Mlambo has earned plaudits from his mentor for his overall work ethic and mentality since his signing from Bidvest Wits in January.
The 27-year-old has risen to prominence – more so recently with The Buccaneers – since his arrival in the Absa Premiership with Chippa United at the start of 2016, and impressed further by helping The Clever Boys to the MTN8 and league titles two seasons ago.
Since joining Pirates seven months ago, Mlambo has featured in all except one competitive game, and has impressed supporters with his attacking vision and array of passes on the pitch, with Mokwena labelling him “the best midfielder in the country” at present.
“Xola Mlambo, who I think should be in Bafana Bafana, for me at this moment in time is the best midfielder in the country,” Mokwena tells KickOff.com.
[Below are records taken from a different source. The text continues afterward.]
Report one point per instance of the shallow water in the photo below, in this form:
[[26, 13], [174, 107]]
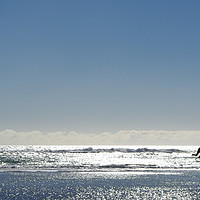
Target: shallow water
[[99, 172], [77, 185]]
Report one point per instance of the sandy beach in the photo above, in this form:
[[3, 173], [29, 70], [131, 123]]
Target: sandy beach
[[135, 185]]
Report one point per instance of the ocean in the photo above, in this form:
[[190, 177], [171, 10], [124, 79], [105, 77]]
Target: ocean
[[99, 172]]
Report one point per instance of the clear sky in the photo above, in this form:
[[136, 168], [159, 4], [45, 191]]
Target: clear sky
[[95, 66]]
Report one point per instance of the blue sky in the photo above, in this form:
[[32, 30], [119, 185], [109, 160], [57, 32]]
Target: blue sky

“He possesses so many qualities that a lot of other midfielders don’t have, in terms of his pressure resistance, his ability to play in multiple positions from an offensive phase and his overall reading of the game, and I think that sets him apart.
“I think for him now the challenge in particular is to be a bit more consistent and work towards that Bafana call-up, because I think it’s on the way.
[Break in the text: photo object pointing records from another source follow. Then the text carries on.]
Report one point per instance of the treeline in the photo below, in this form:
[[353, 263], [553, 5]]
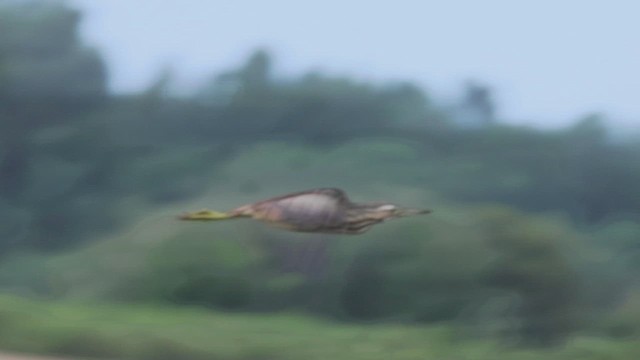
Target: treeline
[[73, 155]]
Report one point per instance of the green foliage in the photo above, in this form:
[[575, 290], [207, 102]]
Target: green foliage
[[136, 332], [78, 164]]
“I think he’s very close to representing Bafana and, like I’ve said, he is for me the best central midfielder in South Africa at the moment.”
The budding tactician also says Mlambo is a lot like France-based midfielder Bongani Zungu, with whom he worked with at Mamelodi Sundowns.
“He reminds me of the time I used to work with Bongani Zungu – his dedication and commitment to the game, as well as his work ethic,” Mokwena says.
“A lot of people don’t know that at Pirates there are times when the players leave at 7pm. They arrive at 8am and the likes of Xola would stay behind and do extra training and match analysis.
“There was a day Xola and [Vincent] Pule stayed behind and had three sessions – one team session, another individual and technical session after lunch and then we stayed for about three hours analysing their games and doing corrections.
“So, there’s a lot of hard work that gets put in behind the scenes, and it’s the results you see when they play on the pitch – they fight and are committed to the cause. That’s a result of all that hard work that a lot of people don’t see.”